For framing, as said above, I’ve struggled reconsidering my place in life, particularly regarding romantic relationships, so much so that I’ve considered that I may need to give them up altogether and aim at being alone and strong in myself for good. Here is what the cards told me:

Choose love.

Don’t become disillusioned.

Don’t give up hope.

Given the context of the drawing, this advice is vague – not telling me to choose anything in particular or fight for anything. However, it felt like a balm for doubt and greater existential advice in general.
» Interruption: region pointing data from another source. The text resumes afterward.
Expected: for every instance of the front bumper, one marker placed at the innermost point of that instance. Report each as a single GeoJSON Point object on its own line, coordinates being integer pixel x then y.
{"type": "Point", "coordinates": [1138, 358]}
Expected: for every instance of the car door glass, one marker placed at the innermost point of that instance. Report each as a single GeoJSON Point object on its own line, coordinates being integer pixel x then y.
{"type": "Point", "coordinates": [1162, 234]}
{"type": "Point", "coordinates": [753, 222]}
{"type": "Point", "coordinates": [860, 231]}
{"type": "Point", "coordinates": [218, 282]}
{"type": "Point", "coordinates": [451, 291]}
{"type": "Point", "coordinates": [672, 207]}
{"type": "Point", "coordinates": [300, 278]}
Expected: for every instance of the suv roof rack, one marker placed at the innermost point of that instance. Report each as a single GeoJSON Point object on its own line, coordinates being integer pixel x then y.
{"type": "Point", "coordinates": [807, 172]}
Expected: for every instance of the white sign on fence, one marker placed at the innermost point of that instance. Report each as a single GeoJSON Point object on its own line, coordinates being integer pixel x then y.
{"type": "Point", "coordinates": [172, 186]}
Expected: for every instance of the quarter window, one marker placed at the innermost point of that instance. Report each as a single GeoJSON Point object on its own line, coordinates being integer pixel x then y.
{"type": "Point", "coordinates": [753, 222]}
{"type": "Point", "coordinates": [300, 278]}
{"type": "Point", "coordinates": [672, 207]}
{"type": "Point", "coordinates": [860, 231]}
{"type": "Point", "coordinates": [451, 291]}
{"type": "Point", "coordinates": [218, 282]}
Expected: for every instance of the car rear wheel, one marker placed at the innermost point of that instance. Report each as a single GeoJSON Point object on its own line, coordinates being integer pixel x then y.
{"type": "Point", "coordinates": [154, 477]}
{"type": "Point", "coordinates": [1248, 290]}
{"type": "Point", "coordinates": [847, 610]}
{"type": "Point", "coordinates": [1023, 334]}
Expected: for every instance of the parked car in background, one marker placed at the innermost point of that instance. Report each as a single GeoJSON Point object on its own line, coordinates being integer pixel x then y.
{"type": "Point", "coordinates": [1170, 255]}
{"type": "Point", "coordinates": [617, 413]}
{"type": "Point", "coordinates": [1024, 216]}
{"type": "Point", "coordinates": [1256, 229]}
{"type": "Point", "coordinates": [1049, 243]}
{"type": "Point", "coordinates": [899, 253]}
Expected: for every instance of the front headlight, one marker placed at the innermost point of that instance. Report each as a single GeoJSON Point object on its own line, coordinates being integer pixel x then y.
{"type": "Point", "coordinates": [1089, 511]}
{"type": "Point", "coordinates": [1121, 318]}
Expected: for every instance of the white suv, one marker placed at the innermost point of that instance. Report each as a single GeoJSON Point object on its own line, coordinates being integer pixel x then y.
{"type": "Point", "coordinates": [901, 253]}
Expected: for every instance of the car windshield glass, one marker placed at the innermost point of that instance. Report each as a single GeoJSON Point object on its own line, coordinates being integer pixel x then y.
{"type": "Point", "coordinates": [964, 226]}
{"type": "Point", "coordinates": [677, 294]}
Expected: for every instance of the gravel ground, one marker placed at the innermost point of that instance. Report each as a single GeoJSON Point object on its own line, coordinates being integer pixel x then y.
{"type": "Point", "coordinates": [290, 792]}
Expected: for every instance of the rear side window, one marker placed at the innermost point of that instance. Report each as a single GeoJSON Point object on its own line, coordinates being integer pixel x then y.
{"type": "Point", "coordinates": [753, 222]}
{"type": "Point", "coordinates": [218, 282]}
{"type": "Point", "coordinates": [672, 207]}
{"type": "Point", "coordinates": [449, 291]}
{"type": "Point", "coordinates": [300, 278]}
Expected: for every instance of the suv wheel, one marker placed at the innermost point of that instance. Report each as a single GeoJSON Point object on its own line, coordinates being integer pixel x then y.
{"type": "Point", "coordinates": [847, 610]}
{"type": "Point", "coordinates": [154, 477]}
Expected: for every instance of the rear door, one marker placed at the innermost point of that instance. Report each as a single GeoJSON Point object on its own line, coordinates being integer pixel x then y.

It’s so easy to give up heart in the most unclear of personal times, but that’s precisely when it’s most important to recognize that the setbacks and pain of loss, regret, rejection, and failure are temporary and localized. I take it all as meaning the greater spiritual message of not giving up on putting your heart out there and trusting that compassion and kindness towards yourself and others germinates seeds of positive growth in the world, regardless of personal feelings about being jilted. In other words, this may be the greatest opportunity to work on seeing the value of being warm, positive support to others, the work of a bodhisattva, not worrying about the more personal, samsaric doubts and worries of my own personal narrative.

Then again, perhaps it is a more personal thing that will make more sense in months to come. I’m not sure — either way, setbacks shouldn’t stop one from having positive intention (hope not meant as pushing a particular outcome, rather as general positive belief rather than despair about meaninglessness). There is value in just acting warmly, choosing to love life, one’s fate, and those in our lives.

In any case, no matter what I make of it, I think this small, 3 part message is a great motto to keep in mind for anyone reading this.


May this bring you hope that engenders fearlessness.

Gassho!

Sacrifice and Change

As I left the house this evening to run to an esoteric shop, I thought briefly on tarot cards. With my last post being a discussion of transition, I flashed on the Death card—transition, change, the end of one cycle and the beginning of another. However, my mind soon shifted. I thought, “Right now, the Hanged Man is more important for me.” This card has come up for me in key positions in my self-readings of late.

I walked up the hill toward the shop and mulled this card over some more. The personal sacrifice of Arcana XII, the Hanged Man, comes before the great transition of XIII, Death. In the transitions I have been facing, I feel hanged, sacrificed, but not through my own choice. I too dangle by one foot, uncomfortably immobilized while the entire world seems upside down. If the sacrifice here is supposed to lead to spiritual salvation and transformation, some deeper realization or enlightenment, I have yet to see what exactly it is. I hang, watch, and wait—pending.

Hanging here through sacrifice, yet it is not in vain.

This all eases somehow into the transition ahead of me. Perhaps, in my case, one doesn’t so much follow the other as much as coincide with it. I, the fox, stand immobilized, hanging with the sacrifice of the stage before, at the river of change, Death, gathering my strength to learn from the patient sacrifice of my situation, and then, I cross, no longer impeded…

I got to the shop, and there was a Death card on the board by the register.

All things must end, and yet, “omnia mutantur nihil interit”.